Flamingo-TBFC (Bi-Amp)

27 Liters Bass Reflex
2-way Active
TB W6-789E courtesy of Mark Nash

It was in November 2020 that I last worked on the Tang Band W6-789E. That was the 3rd design – the Flamingo-V.

In all the three Flamingos, I used a 13 liters bass reflex. After all the work, I still wasn’t convinced I was getting the best out of this woofer. In a moment of inspiration, it dawned on me that a 27 liters BR might just work.

After mounting the 789E onto a 27L BR and listening to it without any crossover, I found the sweet spot. It’s in the bass.

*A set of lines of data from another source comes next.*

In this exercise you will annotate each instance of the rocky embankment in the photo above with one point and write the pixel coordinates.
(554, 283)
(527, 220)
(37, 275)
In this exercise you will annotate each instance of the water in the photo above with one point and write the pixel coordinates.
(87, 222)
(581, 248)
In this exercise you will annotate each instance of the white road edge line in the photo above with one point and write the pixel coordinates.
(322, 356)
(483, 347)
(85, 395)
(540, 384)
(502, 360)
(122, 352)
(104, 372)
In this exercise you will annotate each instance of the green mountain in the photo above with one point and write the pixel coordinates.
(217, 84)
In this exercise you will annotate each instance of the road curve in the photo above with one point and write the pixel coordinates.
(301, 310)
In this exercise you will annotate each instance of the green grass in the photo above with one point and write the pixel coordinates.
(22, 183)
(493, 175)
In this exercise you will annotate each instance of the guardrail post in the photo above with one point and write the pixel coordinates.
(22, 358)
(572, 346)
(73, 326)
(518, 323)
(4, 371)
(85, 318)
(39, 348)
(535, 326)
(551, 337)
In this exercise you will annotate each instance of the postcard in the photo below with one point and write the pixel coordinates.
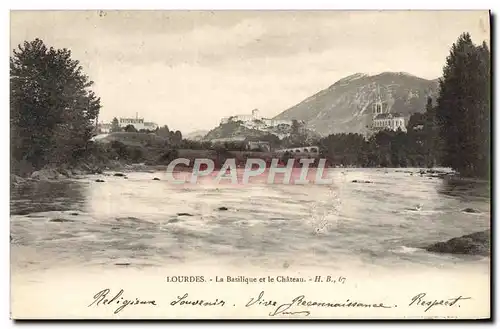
(325, 164)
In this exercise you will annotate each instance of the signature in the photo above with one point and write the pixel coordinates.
(429, 303)
(101, 298)
(299, 305)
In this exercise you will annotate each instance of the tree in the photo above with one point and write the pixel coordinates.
(115, 126)
(463, 108)
(52, 109)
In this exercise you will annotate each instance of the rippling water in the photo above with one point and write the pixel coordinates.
(143, 222)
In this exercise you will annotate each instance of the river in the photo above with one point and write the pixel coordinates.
(143, 224)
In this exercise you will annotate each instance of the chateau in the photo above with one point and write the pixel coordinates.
(138, 123)
(383, 119)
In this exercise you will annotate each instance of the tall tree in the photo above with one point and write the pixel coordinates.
(463, 108)
(52, 109)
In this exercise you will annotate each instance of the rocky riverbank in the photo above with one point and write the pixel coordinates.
(472, 244)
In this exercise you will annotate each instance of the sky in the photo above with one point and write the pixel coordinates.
(187, 69)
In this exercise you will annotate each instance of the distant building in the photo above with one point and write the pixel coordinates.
(137, 122)
(245, 143)
(313, 149)
(255, 120)
(382, 119)
(391, 121)
(104, 128)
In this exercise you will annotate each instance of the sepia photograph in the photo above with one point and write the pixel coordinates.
(250, 164)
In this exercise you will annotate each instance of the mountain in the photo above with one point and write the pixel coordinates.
(237, 129)
(346, 106)
(196, 135)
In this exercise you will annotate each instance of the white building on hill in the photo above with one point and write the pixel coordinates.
(382, 119)
(256, 121)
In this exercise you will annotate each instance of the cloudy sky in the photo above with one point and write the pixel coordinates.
(188, 69)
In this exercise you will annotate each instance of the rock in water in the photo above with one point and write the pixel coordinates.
(473, 244)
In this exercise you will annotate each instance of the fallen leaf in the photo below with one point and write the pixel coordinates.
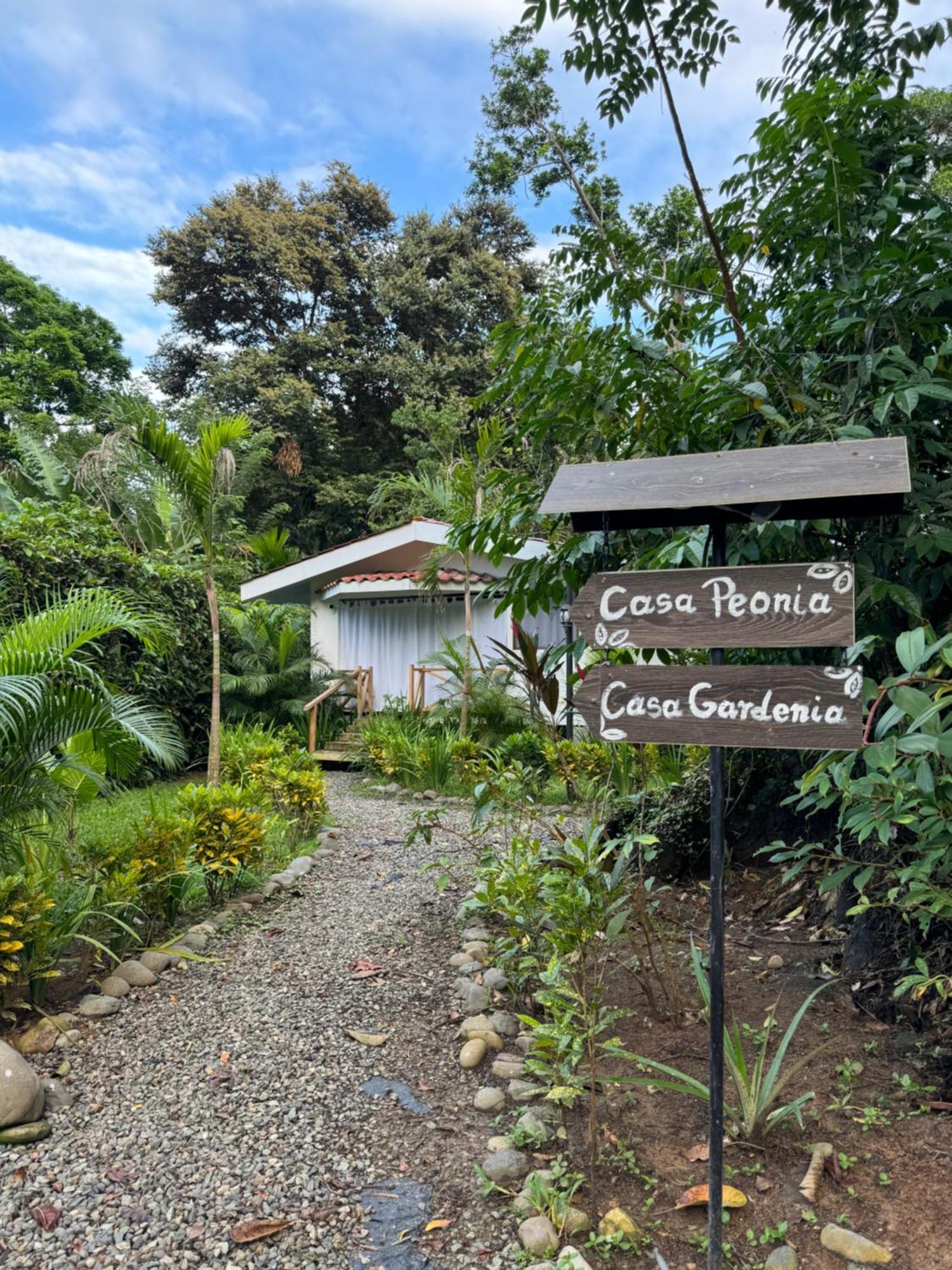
(731, 1197)
(258, 1229)
(46, 1216)
(367, 1038)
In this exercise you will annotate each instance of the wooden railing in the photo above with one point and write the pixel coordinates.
(417, 695)
(361, 684)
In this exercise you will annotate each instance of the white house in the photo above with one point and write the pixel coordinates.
(369, 608)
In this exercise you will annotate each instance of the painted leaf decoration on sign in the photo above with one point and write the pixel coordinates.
(731, 1197)
(258, 1229)
(46, 1216)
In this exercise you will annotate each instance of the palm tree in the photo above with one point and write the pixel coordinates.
(200, 476)
(55, 707)
(271, 675)
(455, 496)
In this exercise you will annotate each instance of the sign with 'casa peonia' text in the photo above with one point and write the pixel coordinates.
(752, 606)
(771, 707)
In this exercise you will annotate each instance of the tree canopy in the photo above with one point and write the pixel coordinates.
(317, 317)
(56, 358)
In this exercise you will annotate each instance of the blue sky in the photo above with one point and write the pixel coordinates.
(117, 117)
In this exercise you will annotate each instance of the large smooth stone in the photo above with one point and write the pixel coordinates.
(854, 1248)
(783, 1259)
(135, 975)
(98, 1008)
(473, 1053)
(510, 1067)
(115, 987)
(489, 1099)
(59, 1098)
(474, 996)
(473, 1026)
(505, 1024)
(539, 1236)
(39, 1039)
(571, 1259)
(506, 1166)
(21, 1092)
(522, 1092)
(23, 1133)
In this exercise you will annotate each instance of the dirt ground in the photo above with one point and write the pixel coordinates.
(897, 1182)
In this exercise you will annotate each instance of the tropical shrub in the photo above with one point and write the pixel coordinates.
(53, 693)
(25, 923)
(298, 791)
(757, 1086)
(893, 801)
(579, 761)
(225, 831)
(162, 859)
(527, 749)
(268, 675)
(251, 745)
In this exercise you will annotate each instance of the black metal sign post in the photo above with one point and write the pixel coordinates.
(715, 1042)
(826, 481)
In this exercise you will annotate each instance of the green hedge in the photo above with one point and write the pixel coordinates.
(49, 548)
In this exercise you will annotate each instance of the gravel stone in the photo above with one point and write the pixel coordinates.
(135, 975)
(21, 1093)
(489, 1099)
(539, 1236)
(98, 1008)
(506, 1166)
(282, 1128)
(115, 987)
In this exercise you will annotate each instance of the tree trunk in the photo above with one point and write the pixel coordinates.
(468, 664)
(215, 728)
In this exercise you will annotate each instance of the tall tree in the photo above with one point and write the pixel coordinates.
(200, 476)
(276, 314)
(56, 358)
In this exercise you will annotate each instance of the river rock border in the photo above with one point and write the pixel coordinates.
(486, 1038)
(25, 1098)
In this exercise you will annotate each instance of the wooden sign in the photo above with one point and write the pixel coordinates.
(761, 707)
(752, 606)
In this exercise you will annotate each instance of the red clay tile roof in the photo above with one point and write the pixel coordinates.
(447, 576)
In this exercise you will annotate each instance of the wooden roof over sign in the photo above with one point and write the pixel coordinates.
(774, 483)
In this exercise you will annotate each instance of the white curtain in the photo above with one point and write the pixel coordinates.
(394, 634)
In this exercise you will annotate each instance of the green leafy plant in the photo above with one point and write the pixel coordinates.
(225, 832)
(757, 1085)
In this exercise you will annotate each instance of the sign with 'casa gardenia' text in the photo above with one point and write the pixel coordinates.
(752, 606)
(770, 707)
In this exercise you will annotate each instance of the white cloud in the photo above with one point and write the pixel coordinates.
(117, 284)
(109, 59)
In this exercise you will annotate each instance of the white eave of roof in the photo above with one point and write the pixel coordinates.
(295, 584)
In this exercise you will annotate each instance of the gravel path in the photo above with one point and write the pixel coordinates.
(232, 1092)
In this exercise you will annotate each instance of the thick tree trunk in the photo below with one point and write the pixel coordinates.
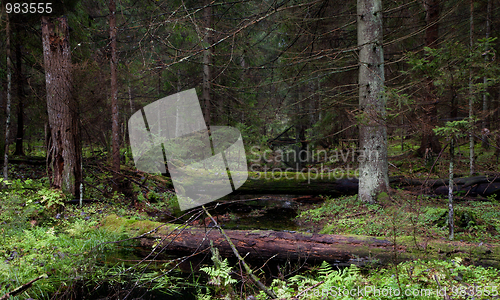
(451, 226)
(429, 139)
(373, 168)
(485, 123)
(9, 101)
(114, 94)
(471, 92)
(63, 151)
(207, 64)
(20, 100)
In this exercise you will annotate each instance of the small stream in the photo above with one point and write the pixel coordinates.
(241, 212)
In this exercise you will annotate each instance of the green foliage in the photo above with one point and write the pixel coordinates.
(51, 198)
(454, 129)
(220, 274)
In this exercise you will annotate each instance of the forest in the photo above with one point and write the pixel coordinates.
(357, 140)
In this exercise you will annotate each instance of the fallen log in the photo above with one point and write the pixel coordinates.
(295, 183)
(258, 244)
(261, 245)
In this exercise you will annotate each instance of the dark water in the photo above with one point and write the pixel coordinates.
(244, 212)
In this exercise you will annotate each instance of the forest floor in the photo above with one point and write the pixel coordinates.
(44, 232)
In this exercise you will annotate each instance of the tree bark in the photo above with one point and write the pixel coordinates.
(20, 100)
(207, 63)
(114, 95)
(485, 123)
(429, 139)
(373, 168)
(471, 92)
(451, 226)
(63, 151)
(9, 100)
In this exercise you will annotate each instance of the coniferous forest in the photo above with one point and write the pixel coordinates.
(368, 138)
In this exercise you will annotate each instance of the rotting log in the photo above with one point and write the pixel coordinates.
(261, 245)
(256, 244)
(321, 184)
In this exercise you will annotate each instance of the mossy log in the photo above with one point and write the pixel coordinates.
(261, 245)
(298, 184)
(317, 184)
(470, 186)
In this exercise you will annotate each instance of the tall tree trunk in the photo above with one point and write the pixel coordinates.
(471, 92)
(429, 139)
(373, 168)
(114, 94)
(63, 151)
(9, 101)
(20, 98)
(207, 63)
(451, 224)
(485, 123)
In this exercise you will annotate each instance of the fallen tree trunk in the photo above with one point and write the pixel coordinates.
(257, 244)
(261, 245)
(321, 184)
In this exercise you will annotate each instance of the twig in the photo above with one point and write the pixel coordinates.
(22, 288)
(309, 288)
(235, 251)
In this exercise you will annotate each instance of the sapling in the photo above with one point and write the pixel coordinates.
(452, 131)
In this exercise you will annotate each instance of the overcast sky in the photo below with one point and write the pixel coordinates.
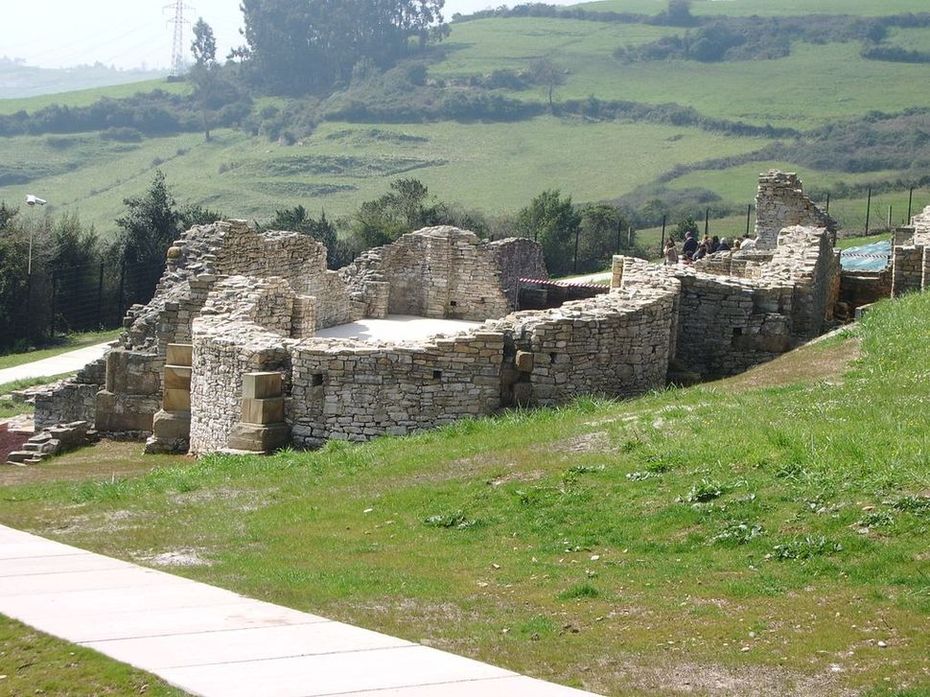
(126, 33)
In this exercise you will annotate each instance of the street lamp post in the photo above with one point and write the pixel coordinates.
(32, 201)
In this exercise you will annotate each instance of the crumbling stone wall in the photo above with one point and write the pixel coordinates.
(244, 327)
(442, 272)
(910, 260)
(781, 203)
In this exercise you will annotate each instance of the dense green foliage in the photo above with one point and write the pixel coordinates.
(308, 46)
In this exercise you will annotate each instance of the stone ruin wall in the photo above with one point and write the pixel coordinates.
(727, 324)
(781, 203)
(615, 345)
(910, 258)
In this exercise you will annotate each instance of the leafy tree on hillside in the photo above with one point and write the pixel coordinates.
(301, 46)
(553, 222)
(152, 222)
(297, 219)
(546, 73)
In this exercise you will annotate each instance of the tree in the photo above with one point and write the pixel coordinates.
(204, 73)
(152, 222)
(546, 73)
(297, 219)
(601, 228)
(554, 223)
(301, 46)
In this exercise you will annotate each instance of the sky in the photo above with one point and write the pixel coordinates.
(127, 33)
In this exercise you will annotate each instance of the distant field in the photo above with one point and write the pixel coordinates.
(494, 167)
(769, 8)
(85, 97)
(813, 86)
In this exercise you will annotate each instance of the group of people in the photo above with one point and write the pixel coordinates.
(692, 250)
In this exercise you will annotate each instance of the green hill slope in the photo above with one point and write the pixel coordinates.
(498, 166)
(762, 535)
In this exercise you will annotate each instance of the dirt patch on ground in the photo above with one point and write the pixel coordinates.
(813, 362)
(685, 678)
(597, 442)
(177, 557)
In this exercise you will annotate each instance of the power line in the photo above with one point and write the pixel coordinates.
(177, 49)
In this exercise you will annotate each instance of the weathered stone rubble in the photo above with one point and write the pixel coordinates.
(250, 304)
(781, 203)
(910, 259)
(727, 323)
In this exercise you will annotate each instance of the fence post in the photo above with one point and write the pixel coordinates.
(100, 298)
(575, 260)
(662, 244)
(868, 211)
(119, 298)
(54, 302)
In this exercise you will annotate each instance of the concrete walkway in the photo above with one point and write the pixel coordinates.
(210, 641)
(56, 365)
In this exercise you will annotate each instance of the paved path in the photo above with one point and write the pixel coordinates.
(213, 642)
(56, 365)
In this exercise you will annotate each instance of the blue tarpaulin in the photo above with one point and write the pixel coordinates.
(869, 257)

Fig 1 – Tang Band W6-789E RAW and at 2K

The Black plot in Fig 1 is the RAW response of the 789E in a 27L box with a baffle width of 9-1/2″. Even though this woofer extends to 6kHz, it is best to cross it below 3kHz because of the cone breakup.

The Blue plot is the response with my electronic crossover at 2kHz (24dB/oct). This may seem a rather low crossover frequency but I’m confident my Seas 27TBFC is up to it.

Fig 2 – Seas 27TBFC RAW and at 2K

The Black plot in Fig 2 is the RAW response of the Seas 27TBFC tweeter with it Flush Mounted. This is important, otherwise, it won’t be so smooth. Red plot is at 2kHz (24dB/oct).

Fig 3 – Crossover Pass Band

The Black plot in Fig 3 shows the summation of the 789E and the 27TBFC with the tweeter wired in Reversed Phase. The crossover passband shows proper summing as no cancellations are observed on either side of the center frequency.

Fig 4 – Null Response

The Violet plot in Fig 4 is with the tweeter wired in absolute phase. It did not result in a deep null because I did not apply any delay on the tweeter. Though it’s not time-aligned, I didn’t find the music objectionable during audition.

Fig 5 – Flamingo-27TBFC Frequency Response

Fig 5 is the FR of the Flamingo-27TBFC. The response is flat from 1kHz onwards. More importantly, the bass is at the same level all the way down to 55Hz.

Fig 6 – Flamingo-TBFC Toneburst Energy Storage

Excess energy is recorded from 3kHz ~ 9kHz (Fig 6). The bulk of these are from 3kHz~6kHz.

Fig 7 – Flamingo-27TBFC Wavelet

When view in 2D with Frequency against Time, the excess energy dies off by 1.5msec. In practice, they will not smear the music.

Fig 8 – Flamingo-27TBFC Distortion

Lastly, the 2nd (Red plot) and 3rd (Violet plot) harmonics are quite low, generally about -55dB below the fundamental. I’m rather surprised that the 3rd harmonic is greater than the 2nd from 1kHz~2.5kHz but during auditioning, it didn’t irritate me.


After listening to the Flamingo-TBFC for a week, I can recommend this build. Most 2-way are lacking in bass. Not with this Flamingo-TBFC. It has just the right amount.

Bear in mind that my speaker is in free-space and raised for measurement. In fact, the Flamingo-TBFC tweeter center is 45 inches above the floor. When the speaker is placed on the floor, as in most cases, the bass will be stronger. If the bass is too much, raising the speaker about 15 inches would be optimum.

Midrange and treble are smooth. No shouty vocals and grating highs. Overall, great for general purpose listening.

Unless otherwise stated, all measurements were made in Full Space (4 pi) with the mic at 36 ins, tweeter axis. Impulse Window=5ms. No smoothing applied.